According to the report, the so-called Doctrine of Discovery began with a series of papal pronouncements in the 15th century “that granted dominion over non-Christian peoples and lands. “It evolved as a legal construct alongside colonial history, was encoded in the judiciary of settler nations, and continues to influence legal and policy decisions today.”
The report asks synod to repudiate the doctrine.
Among other issues, the report describes the formation of church-run Indian boarding schools in Canada, where many instances of abuse happened, and where the Truth and Reconciliation Commission worked to heal deep wounds.
Although the CRC did not operate boarding schools in Canada, it did operate a boarding school in Rehoboth, N.M. The report is critical of the Rehoboth boarding school. It says that Native children were punished for speaking their language and were forced to cut their hair and to wear non-Native clothing.
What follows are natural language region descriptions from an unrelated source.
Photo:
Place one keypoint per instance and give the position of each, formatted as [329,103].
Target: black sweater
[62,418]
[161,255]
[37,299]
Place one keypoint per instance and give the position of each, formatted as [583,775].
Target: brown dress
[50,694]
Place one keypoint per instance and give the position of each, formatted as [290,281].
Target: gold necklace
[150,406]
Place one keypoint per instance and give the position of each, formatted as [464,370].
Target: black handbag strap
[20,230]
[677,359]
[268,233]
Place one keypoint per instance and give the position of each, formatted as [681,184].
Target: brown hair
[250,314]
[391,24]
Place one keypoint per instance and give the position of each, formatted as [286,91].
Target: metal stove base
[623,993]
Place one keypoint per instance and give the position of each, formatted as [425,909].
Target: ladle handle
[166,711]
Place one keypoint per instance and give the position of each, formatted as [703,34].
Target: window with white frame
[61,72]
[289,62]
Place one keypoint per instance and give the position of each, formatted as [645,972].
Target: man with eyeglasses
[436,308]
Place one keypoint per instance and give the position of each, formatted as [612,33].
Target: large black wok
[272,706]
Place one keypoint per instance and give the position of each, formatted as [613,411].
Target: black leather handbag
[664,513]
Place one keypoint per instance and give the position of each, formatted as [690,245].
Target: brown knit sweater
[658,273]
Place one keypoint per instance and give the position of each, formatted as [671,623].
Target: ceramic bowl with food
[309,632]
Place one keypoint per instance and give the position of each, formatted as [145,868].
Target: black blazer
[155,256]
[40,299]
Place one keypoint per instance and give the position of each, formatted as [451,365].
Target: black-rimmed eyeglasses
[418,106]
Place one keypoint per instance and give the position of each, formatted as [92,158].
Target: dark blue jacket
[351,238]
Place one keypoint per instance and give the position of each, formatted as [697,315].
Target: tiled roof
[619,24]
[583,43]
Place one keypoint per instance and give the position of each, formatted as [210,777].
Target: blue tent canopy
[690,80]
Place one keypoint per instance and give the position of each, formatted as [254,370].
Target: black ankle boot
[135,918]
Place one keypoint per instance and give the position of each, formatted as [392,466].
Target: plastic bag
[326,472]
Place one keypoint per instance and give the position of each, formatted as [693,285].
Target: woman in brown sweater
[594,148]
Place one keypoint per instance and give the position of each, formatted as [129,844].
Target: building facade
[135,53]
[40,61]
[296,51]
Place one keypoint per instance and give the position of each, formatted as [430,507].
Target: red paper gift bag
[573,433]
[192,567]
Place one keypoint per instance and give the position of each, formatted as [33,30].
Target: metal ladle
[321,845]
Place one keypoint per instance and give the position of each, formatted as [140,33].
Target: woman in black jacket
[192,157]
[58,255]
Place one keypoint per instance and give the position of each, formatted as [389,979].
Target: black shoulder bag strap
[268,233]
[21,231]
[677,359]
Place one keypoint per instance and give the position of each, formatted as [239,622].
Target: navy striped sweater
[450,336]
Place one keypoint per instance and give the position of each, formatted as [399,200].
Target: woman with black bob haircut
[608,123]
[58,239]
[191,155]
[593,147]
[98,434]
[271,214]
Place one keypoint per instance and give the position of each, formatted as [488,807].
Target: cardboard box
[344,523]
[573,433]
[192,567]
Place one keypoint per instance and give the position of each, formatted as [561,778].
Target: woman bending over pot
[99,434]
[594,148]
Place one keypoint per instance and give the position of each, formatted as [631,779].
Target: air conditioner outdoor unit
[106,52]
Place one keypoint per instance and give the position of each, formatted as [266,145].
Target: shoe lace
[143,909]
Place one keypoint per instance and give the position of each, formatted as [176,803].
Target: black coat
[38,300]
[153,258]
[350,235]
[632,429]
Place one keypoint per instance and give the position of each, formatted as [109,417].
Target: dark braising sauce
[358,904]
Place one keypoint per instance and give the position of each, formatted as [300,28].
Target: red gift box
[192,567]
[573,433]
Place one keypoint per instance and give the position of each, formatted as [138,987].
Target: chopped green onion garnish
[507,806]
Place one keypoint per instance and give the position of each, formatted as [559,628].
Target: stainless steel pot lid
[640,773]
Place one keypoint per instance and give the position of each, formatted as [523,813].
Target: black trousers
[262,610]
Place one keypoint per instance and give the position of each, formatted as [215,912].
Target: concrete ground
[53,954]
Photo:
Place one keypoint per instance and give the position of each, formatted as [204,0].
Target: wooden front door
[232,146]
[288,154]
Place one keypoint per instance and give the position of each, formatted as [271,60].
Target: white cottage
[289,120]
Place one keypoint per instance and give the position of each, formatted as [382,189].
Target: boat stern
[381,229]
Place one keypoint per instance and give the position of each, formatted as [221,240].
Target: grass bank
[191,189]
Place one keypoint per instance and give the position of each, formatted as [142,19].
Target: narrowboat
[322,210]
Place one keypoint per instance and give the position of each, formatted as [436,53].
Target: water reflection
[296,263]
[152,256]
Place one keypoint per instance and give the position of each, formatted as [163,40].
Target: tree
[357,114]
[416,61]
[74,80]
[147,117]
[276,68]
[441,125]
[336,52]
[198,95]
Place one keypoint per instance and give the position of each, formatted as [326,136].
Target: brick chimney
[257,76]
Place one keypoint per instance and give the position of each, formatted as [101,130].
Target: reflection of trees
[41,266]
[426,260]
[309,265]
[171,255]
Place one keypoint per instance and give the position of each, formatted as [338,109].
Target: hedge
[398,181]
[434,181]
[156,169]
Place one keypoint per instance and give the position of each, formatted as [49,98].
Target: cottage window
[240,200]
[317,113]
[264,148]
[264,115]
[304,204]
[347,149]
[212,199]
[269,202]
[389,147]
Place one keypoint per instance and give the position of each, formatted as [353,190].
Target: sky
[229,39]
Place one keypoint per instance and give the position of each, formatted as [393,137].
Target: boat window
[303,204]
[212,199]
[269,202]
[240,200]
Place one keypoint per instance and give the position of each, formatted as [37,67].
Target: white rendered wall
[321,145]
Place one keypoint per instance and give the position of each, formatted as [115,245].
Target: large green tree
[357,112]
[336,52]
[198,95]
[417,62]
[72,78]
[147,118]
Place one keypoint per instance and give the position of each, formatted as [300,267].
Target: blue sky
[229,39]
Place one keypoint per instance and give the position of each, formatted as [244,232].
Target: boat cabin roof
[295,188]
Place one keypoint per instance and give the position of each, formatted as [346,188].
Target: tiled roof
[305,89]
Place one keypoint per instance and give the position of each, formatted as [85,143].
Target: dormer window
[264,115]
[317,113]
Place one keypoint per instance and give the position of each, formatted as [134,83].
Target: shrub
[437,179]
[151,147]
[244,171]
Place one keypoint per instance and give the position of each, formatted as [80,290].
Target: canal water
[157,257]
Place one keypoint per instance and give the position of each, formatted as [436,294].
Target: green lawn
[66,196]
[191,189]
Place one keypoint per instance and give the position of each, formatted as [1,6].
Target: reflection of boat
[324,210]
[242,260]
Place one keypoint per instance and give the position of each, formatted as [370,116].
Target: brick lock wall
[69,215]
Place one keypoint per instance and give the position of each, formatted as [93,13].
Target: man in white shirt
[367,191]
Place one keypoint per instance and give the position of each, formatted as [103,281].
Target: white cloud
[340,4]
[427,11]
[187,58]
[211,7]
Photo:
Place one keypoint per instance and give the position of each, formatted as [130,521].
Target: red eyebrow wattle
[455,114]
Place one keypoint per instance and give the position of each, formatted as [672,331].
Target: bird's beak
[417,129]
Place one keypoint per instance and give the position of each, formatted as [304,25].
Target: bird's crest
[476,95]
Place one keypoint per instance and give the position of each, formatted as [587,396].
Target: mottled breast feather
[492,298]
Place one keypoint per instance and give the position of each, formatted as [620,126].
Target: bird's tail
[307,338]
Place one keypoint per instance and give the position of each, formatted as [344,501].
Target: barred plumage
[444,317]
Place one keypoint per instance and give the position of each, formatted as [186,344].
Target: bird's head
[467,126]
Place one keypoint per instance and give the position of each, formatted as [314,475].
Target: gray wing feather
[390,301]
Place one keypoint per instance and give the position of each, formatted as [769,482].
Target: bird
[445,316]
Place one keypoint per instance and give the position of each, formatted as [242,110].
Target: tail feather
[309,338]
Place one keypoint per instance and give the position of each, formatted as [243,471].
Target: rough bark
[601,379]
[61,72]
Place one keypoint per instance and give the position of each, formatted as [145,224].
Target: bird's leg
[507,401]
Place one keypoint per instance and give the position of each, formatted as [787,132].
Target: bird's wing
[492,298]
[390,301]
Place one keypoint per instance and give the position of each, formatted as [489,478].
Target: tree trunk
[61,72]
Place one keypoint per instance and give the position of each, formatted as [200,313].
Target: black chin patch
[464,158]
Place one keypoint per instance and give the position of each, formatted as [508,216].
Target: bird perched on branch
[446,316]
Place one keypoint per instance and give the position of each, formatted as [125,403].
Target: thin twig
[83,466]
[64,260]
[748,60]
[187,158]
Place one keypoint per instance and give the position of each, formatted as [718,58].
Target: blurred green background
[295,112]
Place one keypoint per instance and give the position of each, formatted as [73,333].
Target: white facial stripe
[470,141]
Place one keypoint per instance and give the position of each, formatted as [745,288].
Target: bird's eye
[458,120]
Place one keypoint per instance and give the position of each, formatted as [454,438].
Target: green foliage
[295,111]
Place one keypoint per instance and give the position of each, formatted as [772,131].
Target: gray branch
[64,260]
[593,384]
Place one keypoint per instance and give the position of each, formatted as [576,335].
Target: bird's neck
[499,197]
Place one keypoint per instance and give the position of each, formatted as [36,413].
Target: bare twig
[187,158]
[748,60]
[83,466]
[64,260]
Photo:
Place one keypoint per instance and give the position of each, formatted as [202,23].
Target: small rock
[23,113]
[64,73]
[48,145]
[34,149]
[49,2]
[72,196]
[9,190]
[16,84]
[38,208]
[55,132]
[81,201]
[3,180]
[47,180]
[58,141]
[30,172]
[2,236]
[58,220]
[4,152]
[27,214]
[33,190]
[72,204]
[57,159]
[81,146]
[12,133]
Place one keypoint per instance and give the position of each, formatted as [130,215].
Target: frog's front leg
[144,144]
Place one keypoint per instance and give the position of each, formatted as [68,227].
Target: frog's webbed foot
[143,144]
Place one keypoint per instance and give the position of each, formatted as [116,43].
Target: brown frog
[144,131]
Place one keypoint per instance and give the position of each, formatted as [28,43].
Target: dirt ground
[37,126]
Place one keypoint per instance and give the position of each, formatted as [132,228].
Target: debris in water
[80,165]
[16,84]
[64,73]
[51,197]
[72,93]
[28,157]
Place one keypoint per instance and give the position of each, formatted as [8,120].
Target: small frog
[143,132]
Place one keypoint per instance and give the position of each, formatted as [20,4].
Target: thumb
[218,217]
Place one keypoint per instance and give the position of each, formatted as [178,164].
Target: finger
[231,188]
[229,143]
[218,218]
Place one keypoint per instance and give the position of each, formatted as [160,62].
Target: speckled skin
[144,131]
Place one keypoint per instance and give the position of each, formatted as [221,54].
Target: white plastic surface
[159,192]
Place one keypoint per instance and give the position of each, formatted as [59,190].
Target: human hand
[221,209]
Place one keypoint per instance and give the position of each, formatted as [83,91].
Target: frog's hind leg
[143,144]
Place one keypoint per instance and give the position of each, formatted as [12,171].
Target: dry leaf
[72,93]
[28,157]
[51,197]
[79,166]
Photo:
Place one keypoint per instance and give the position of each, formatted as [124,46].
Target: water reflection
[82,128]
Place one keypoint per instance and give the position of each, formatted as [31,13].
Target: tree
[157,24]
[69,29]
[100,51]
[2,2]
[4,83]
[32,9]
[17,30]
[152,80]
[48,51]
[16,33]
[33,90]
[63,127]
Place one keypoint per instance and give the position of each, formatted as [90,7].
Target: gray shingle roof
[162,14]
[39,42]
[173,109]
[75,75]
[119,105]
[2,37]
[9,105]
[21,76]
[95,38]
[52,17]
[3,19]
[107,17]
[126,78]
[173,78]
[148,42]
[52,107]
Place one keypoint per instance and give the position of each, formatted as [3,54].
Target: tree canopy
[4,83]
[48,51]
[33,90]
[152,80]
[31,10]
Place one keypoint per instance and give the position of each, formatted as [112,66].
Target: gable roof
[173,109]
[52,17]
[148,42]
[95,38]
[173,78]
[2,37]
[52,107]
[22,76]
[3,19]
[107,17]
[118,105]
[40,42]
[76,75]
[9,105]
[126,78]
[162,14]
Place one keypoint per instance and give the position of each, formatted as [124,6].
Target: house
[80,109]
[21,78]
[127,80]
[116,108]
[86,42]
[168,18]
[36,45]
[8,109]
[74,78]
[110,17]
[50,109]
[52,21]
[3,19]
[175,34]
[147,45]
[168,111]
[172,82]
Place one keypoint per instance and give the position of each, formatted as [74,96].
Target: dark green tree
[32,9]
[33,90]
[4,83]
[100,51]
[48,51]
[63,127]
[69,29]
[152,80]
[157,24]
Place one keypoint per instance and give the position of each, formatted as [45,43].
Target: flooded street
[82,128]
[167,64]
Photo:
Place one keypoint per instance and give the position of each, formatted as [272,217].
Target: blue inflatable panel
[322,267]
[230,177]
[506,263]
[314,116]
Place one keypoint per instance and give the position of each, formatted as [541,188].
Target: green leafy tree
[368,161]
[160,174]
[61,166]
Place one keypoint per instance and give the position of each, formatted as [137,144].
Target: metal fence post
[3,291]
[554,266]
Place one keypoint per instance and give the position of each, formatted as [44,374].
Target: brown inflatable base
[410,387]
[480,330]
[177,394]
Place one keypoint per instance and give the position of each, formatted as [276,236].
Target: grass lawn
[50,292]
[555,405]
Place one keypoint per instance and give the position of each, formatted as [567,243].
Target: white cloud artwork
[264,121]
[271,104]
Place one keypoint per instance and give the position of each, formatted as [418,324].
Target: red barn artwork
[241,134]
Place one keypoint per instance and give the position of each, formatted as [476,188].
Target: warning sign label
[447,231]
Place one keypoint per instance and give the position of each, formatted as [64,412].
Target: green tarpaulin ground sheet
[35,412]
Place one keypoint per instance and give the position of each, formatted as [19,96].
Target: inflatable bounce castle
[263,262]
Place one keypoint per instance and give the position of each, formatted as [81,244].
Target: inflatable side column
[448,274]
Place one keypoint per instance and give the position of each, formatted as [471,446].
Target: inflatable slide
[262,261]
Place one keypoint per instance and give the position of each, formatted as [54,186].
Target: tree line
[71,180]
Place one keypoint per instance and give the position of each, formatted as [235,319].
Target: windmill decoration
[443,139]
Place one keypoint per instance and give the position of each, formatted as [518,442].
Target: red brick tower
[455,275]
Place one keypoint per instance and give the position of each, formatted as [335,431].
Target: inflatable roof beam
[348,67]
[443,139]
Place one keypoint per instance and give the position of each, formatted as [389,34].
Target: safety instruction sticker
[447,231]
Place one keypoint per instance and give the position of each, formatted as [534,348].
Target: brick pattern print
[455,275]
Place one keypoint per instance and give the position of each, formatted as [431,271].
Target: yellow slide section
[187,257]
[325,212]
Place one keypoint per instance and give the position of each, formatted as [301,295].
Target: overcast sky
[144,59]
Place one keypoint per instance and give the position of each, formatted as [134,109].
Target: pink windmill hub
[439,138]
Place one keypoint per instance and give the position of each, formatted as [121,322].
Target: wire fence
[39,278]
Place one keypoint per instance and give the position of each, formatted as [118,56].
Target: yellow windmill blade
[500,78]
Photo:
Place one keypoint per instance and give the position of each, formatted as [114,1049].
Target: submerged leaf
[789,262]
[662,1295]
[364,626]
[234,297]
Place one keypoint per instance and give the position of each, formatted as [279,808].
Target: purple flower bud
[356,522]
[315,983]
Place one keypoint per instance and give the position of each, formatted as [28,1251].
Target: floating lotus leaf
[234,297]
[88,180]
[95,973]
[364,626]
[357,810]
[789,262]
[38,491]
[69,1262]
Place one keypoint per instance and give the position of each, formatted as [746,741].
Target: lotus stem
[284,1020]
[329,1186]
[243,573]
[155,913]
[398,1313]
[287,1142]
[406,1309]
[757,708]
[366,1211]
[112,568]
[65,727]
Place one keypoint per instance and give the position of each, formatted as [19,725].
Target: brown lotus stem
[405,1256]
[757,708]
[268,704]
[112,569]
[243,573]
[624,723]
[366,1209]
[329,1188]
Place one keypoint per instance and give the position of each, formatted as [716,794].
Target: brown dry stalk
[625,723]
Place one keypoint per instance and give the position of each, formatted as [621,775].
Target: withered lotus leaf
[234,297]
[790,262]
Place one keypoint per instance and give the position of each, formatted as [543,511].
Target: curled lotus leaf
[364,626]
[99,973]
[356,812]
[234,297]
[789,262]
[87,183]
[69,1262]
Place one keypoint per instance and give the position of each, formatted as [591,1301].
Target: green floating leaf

Rev. Al Mulder, a former pastor at Bethany CRC in Gallup, N.M., said the report serves the CRC well by digging into North America’s historical underpinnings.
But, he suggested, it would have been better to have withheld the judgment that “the CRC was wrong to establish and run a boarding school named Rehoboth. . . .
“The CRC sent its first missionaries to Arizona and New Mexico when a lot of people still thought that ‘the only good Indian is a dead Indian,’” Mulder said.
“While we may cringe today at some of the language and methodology of these early missionaries, clearly their motives were to serve the Navajo and Zuni people in the name of Christ.”
Carol Bremer-Bennett, a Navajo who serves as director of World Renew-U.S., said she appreciates that the report helps to focus attention on the injustices committed when Europeans took the homelands of native peoples.
But it is important to understand the Doctrine of Discovery in the context of history, she added, noting that Native Americans also were guilty of wrongdoing, both before and after Europeans arrived, as were the Europeans.
“We need to realize that all of us are both victims and oppressors,” Bremer-Bennett said. “I need to be humble and admit I have done wrong, and need to forgive and be forgiven.”
She said the report relies too much on the European version of history and fails to fully express how God’s grace can work in the lives of all people.
"Anyone who has been to Rehoboth Christian School knows that God is strongly present there,” said Bremer-Bennett, who served as superintendent of the school before joining World Renew.
“We are called to confess our sin, but not to stay there,” Bremer-Bennett said. “God overcomes our failings, even using them to work his eternal good. I celebrate the reconciliation and healing that is possible through our Savior.”
Note: Rehoboth Christian School is still operating, but students are encouraged to explore their Native heritage and no longer live on campus.